Repeated panics

Running syncthing v1.30.0 on Linux Mint 20.3 (Ubuntu 20.04), with the state DB on an encrypted home directory hosted on an SSD, and with the synchronized directories hosted on physical HDD (both ext4 fs), with total size around 3TB.

I’m getting repeated panics on a host that knows of 5 remote devices (a sixth was recently removed and 3 of the 5 are active). It seems that usually this is the first:

panic: device present in global list but missing as device/fileinfo entry [recovered]
        panic: device present in global list but missing as device/fileinfo entry

It auto-restarts successfully, but then subsequently there is this, which is unrecoverable (panics immediately upon restart)

panic: filling Blocks: leveldb/table: corruption on data-block (pos=56567367): checksum mismatch, want=0x369539f6 got=0x28d09563 [file=020012.ldb]

The FAQ says to delete the database and start over if there is such a panic. I have done this at least twice (which takes a loooong time) and had panics again after each. Removing the suspect .ldb file also allows recovery (more quickly) but the errors also recur.

FAQ also says this might be due to hardware errors. I have not been able to detect problems with the HDD or the SSD using fsck or smartctl and have not noticed any other signs of corruption.

Note also this is a device that has had syncthing since well before v1.0. As noted, the database has been regenerated, but it’s conceivable that some obsolete configuration has been inadvertently retained.

Any idea what might be going wrong? Is there any other troubleshooting I can do?

This may not be applicable, but is Syncthing running as the same user as the home directory owner?

I always try to go back to the “last point of human intervention” (since its usually a human that did something to mess things up – even an upgrade). Something changed somewhere.

In this case I would be tempted to edit the config on this machine to change every folder to “send only” and pause, plus pause all the devices. (Save a copy of the config first).

Let the database rebuild (there won’t be much with the all the folders and devices paused), then unpause one folder at a time until you get the panic. Wait for all the scanning and hashing to settle before unpausing the next one – meaning, wait several minutes after scanning is complete on a folder before unpausing the next. Maybe watch Syncthing cpu usage to drop first.

If you successfully unpause all the folders, begin to unpause each device, give it time to exchange data and compare etc – again, Syncthing CPU usage may be a helpful proxy.

If you get a panic with everything paused then the problem is possibly the home directory permissions or access.

Just my 2c, this may give you better ideas!

Nuke it, upgrade to 2.0, see if it helps.

1 Like

Is the encrypted home directory on ecryptfs by any chance? I think I read some trouble reports about keeping the database on that, especially with the new SQLite implementation in v2. Do some research first and see if you can get rid of ecryptfs if in use.

Taking all of your suggestions, I am rebuilding the database using v2, having moved it off the ecryptfs, and taking it slow. So far the database has rebuilt from new scans (seemingly a bit faster than v1). But haven’t synced with other computers yet. Crossing my fingers. Thanks for the ideas.

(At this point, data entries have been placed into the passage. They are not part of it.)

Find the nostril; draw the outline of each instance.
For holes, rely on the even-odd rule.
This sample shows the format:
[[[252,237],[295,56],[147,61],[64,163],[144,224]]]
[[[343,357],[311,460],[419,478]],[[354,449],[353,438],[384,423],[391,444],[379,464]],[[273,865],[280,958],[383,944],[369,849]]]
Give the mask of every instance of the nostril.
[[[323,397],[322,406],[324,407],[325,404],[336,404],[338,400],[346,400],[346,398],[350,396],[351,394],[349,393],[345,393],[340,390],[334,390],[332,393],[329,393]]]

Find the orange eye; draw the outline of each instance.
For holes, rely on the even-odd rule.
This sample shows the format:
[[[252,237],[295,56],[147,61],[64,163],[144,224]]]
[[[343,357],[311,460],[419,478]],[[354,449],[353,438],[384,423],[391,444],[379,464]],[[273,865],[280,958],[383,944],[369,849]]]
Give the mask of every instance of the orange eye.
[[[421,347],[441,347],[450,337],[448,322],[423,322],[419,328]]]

It turns out the likely root of the problem was a failing memory chip. Syncthing seems to be a good hardware fault detector :slight_smile:

Given the suggestions, I moved the syncthing home directory to a non-default location outside ecryptfs. Related question however: What is the correct way to do this permanently in Debian/Ubuntu? I had modified the startup script /lib/systemd/system/syncthing@.service to provide the --home option. But this was overwritten when syncthing was upgraded from 2.0.11 to 2.0.12.

1 Like

This should be a good starting point:

sudo systemctl edit syncthing@YOUR_USER_NAME.service
1 Like

This topic was automatically closed 30 days after the last reply. New replies are no longer allowed.